NEW YORK (Reuters) - U.S. regulators are considering ending a safety study on GlaxoSmithKline’s diabetes drug Avandia, the Wall Street Journal reported on Sunday, saying the move could also jeopardize the drug’s presence in the U.S. market.
Avandia has been in the spotlight because of concerns that the drug increases heart attack risks. U.S. Senators Max Baucus and Charles Grassley released a report on the drug in February as well as internal FDA documents, including a 2008 memo from two FDA drug safety reviewers who recommended pulling the drug from the U.S. market.
Glaxo has said the scientific evidence did not establish that Avandia increased heart attack risks and added it had been open in providing information about the drug.
According to the Wall Street Journal report, FDA commissioner Margaret Hamburg wrote a letter to Grassley in late March saying that the agency is reassessing a trial that compares the drug to a drug made by Takeda Pharmaceutical Co called Actos. That trial is also called the TIDE trial, according to the Journal.

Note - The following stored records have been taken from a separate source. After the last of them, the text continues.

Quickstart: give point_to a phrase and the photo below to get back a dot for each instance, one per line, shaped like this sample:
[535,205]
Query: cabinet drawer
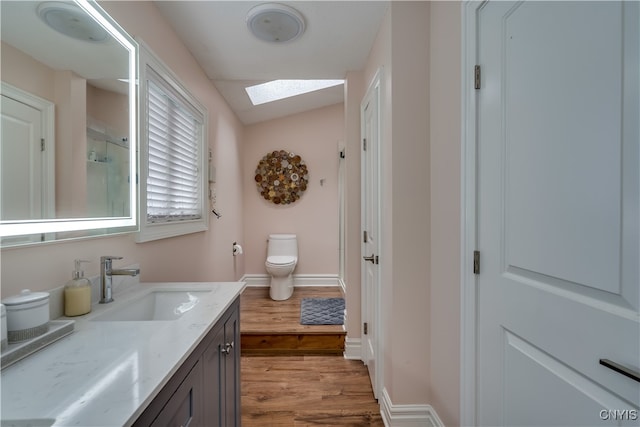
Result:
[185,406]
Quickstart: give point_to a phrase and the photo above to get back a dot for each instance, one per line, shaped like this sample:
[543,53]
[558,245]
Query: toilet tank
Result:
[282,245]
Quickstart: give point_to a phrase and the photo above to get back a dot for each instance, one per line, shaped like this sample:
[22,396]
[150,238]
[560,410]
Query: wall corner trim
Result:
[353,348]
[407,415]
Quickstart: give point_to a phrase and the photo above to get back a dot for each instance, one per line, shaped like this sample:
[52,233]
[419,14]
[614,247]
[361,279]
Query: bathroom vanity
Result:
[160,354]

FDA Principal Deputy Commissioner Joshua Sharfstein told the Journal that the decision on the trial “cannot be de-linked from the agency’s view of Avandia.”
Sharfstein said no decision had been made on the trial -- the FDA has asked a government scientific panel to review the ethics of head-to-head trials, the Journal said.
In late March, Saudi Arabia’s Food and Drug Authority has suspended Avandia for six months, becoming the first healthcare regulator to take such action. The Saudi FDA argued that the potential heart risks of the drug outweigh its benefits.
GlaxoSmithKline and Senator Grassley could not be immediately reached for comment.